Minimalism in the physical world, regardless of how difficult it may seem to achieve, is fairly simple to picture. Partly due to the popularity of minimalist architecture and interior design, and thanks to the instinctive nature of our interaction with the real world, most of us have little trouble imagining how our flats, cars and wardrobes would look after a minimalist makeover. The digital world, however, is an entirely different story.
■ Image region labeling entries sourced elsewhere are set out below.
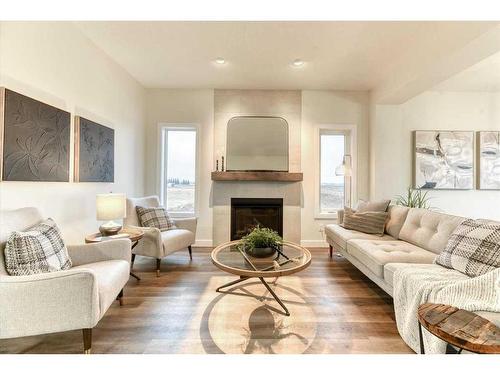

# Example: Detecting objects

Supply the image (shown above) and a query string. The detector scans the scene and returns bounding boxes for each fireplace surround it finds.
[231,198,283,241]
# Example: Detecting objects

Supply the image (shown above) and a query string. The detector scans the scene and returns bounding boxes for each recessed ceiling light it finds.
[292,59,304,66]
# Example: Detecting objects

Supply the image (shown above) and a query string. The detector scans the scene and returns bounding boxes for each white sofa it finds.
[124,196,198,276]
[325,206,500,330]
[0,208,131,353]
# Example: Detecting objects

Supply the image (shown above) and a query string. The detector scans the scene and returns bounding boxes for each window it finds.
[319,129,350,215]
[160,127,196,216]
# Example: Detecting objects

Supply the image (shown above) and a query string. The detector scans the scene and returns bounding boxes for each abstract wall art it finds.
[74,116,115,182]
[413,131,474,190]
[0,88,71,182]
[477,131,500,190]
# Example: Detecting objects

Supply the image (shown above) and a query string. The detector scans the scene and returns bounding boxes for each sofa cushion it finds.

In the real world, design is often derived from function. We get rid of things we don’t need, and suddenly our room is more spacious, natural light flows better, and our colour scheme becomes more streamlined. But our devices simply don’t reflect that. Yes, you can organise your file structure and hand-pick your wallpaper, but when it comes to your operating system there’s usually little you can do to limit distractions and focus on what’s important. So, how can you get your phone to match the rest of your minimalist life?
The best option for most people looking to combine minimal form and function would probably be something like the Light Phone. Not only does its software limit you to calls (and texting, alarms, and playlists if you can wait for the second device), but its hardware features no unnecessary specs, keeping the design beautiful and the price (relatively) low.
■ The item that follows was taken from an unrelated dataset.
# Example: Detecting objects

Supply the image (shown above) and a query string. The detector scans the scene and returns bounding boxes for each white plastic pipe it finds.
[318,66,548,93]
But I use my phone for more than just calls and texting. It’s where I keep my train and movie tickets, the way I pay in shops and restaurants, and how I order food online. So what I need is not so much a phone with limited functionality, but one whose design makes it easy for me to keep concentrated on the things that matter.
Enter is the ap15, an Android launcher from Apseren Industries. It basically replaces your home screen, and can be installed on pretty much any Android phone. Upon installation, the launcher does most of the work on its own; it picks a solid-colour background, removes all icons and widgets, and lists your apps in a single, scrolling homescreen. From that point on, it’s up to you to tweak the settings to get to the perfect minimalist interface.
By long-pressing anywhere on the screen you can access the preferences, where you should start by hiding every app to which you don’t want quick access — either because you don’t use it enough, or because you use it too much (Instagram, Twitter and YouTube were notable victims of my cleansing spree). The launcher will also automatically set the size of each app title based on your use of it; if you find that as distractingly ugly as I do, you can fix it by setting the maximum and minimum font size to the same number. And yes, you can change the font.
The ap15 is not a perfect solution; it’s still hard to search for specific applications (I have to use the Google interface to do it), and it doesn’t give you any options for widgets, icons or further customisation. That said, it turns my phone into a quieter and more discreet tool, keeping me away from it when I don’t need to use it.